Rapporti finalizzati all’importazione di ‘falsi’ da rivendere sul mercato napoletano e nazionale. Proprio in Cina ma anche in Turchia, Marocco, Egitto e alcuni paesi del sudest asiatico ‘emissari’ dei boss sarebbero stati inviati per acquistare direttamente dai produttori dei ‘falsi’. I canali utilizzati per l’importazione, in alcuni casi, sarebbero gli stessi usati dai clan per altri traffici illeciti. Così, ad esempio, cinture e oggetti in pelle prodotti in Turchia seguono la stessa strada dell’eroina che, proprio dal paese, parte alla volta dell’Italia.

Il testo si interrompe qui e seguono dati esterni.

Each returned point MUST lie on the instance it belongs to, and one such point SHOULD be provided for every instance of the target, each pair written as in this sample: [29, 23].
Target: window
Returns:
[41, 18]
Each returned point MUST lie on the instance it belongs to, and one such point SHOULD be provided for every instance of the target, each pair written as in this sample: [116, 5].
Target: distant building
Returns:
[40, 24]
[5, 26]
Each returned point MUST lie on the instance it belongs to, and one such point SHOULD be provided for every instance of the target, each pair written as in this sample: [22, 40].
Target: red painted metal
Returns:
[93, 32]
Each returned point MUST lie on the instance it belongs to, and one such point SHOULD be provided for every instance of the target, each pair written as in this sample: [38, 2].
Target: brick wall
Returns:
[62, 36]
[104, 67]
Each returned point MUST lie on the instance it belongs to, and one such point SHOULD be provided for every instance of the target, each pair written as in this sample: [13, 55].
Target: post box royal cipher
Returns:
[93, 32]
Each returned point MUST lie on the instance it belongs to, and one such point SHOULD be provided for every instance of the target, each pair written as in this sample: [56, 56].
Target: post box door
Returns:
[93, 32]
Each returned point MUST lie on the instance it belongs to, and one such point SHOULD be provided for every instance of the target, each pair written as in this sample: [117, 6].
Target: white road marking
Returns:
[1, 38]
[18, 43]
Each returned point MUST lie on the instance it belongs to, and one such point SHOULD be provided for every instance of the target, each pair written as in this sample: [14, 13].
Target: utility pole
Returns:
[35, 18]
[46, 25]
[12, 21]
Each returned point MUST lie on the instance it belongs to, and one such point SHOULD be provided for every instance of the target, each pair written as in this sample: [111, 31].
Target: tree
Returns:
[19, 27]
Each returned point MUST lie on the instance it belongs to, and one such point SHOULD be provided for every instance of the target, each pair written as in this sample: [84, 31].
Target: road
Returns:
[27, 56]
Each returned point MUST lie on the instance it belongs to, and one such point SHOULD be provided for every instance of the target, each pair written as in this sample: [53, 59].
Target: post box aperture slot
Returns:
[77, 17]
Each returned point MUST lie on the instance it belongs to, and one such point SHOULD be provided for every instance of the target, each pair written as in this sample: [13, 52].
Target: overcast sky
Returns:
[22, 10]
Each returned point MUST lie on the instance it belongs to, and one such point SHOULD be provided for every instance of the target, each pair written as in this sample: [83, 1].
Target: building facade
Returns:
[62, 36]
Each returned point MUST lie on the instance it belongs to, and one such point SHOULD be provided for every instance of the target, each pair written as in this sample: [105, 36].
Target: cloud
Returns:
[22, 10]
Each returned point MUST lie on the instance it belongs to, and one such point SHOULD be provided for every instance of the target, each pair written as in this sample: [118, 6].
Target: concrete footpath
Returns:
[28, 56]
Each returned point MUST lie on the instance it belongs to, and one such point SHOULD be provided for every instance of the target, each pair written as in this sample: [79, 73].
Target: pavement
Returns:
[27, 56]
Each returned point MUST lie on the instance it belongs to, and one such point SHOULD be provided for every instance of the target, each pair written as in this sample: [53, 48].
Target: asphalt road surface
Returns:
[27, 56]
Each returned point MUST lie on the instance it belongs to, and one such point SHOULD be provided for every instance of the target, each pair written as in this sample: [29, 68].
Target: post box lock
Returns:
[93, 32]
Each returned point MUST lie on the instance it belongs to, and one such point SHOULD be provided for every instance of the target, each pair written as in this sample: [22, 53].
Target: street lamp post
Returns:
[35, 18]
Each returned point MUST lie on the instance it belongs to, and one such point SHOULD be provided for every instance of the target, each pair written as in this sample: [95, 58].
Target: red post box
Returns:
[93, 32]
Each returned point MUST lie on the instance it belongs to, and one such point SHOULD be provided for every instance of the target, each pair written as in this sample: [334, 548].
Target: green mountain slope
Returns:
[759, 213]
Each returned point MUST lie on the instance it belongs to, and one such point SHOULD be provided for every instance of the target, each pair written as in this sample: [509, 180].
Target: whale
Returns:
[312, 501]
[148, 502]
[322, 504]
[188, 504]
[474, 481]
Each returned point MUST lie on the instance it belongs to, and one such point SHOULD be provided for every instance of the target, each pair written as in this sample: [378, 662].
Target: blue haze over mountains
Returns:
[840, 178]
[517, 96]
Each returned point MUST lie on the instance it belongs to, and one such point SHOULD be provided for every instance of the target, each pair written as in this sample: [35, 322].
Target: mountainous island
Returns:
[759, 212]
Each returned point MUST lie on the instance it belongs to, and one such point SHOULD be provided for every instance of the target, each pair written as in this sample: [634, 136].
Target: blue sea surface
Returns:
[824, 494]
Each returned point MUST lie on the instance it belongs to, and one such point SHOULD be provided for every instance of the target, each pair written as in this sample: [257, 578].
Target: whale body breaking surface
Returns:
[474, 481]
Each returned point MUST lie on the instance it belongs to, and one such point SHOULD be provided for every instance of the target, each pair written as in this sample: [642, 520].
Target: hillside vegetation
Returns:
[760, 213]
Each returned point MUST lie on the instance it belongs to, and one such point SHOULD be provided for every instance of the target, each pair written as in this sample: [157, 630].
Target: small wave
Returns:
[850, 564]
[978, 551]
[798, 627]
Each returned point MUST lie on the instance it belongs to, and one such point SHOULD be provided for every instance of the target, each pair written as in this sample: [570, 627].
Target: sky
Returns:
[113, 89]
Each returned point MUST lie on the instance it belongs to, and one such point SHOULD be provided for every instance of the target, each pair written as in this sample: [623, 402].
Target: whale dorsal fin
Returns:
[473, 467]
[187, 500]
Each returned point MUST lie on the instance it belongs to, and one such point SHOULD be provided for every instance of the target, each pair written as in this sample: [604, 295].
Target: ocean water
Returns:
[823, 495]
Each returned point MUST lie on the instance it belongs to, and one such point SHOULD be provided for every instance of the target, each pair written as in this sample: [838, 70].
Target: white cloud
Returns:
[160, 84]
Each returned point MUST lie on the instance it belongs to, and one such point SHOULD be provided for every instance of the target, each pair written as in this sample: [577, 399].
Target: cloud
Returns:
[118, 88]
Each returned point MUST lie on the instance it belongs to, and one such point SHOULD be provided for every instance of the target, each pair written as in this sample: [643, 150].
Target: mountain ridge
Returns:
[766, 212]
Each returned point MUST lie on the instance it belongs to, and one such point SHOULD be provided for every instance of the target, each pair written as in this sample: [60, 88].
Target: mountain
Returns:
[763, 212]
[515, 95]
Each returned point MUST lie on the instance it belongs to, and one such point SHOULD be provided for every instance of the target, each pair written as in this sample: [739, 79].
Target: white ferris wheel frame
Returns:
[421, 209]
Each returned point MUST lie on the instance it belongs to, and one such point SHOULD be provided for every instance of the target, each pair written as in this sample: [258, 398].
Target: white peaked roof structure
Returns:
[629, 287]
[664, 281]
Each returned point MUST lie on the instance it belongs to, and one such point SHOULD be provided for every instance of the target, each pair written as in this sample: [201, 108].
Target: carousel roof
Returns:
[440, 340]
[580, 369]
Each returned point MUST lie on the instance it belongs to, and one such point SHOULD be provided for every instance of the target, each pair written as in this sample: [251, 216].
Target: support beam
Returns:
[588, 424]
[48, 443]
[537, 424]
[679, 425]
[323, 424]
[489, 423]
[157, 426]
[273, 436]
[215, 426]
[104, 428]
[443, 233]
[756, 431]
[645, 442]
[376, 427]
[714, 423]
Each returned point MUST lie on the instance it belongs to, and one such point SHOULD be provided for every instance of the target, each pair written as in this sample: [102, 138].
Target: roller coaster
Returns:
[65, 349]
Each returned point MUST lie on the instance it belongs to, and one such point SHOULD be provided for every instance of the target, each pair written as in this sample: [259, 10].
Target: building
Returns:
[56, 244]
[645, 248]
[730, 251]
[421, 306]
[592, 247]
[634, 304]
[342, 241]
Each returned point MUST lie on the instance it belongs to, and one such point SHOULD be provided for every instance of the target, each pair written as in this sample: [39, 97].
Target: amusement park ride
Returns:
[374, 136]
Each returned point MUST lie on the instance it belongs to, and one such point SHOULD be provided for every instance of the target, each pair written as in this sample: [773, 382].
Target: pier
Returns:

A preoccupare, però, non è solo la diffusione del fenomeno ma anche il numero, sempre maggiore, di prodotti ‘copia degli originali’. Inizialmente, infatti, la contraffazione riguardava soltanto capi d’abbigliamento e il settore degli audiovisivi. Negli ultimi anni, però, si è estesa a a diverse tipologie di prodotti tra cui anche alcuni estremamente nocivi per la salute dei consumatori. Per questo motivo, come suggerito dalla stessa commissione parlamentare, sarebbe il caso di attivare particolari procedure di contrasto che non si limitino a colpire i semplici venditori ma anche produttori e distributori di merce contraffatta.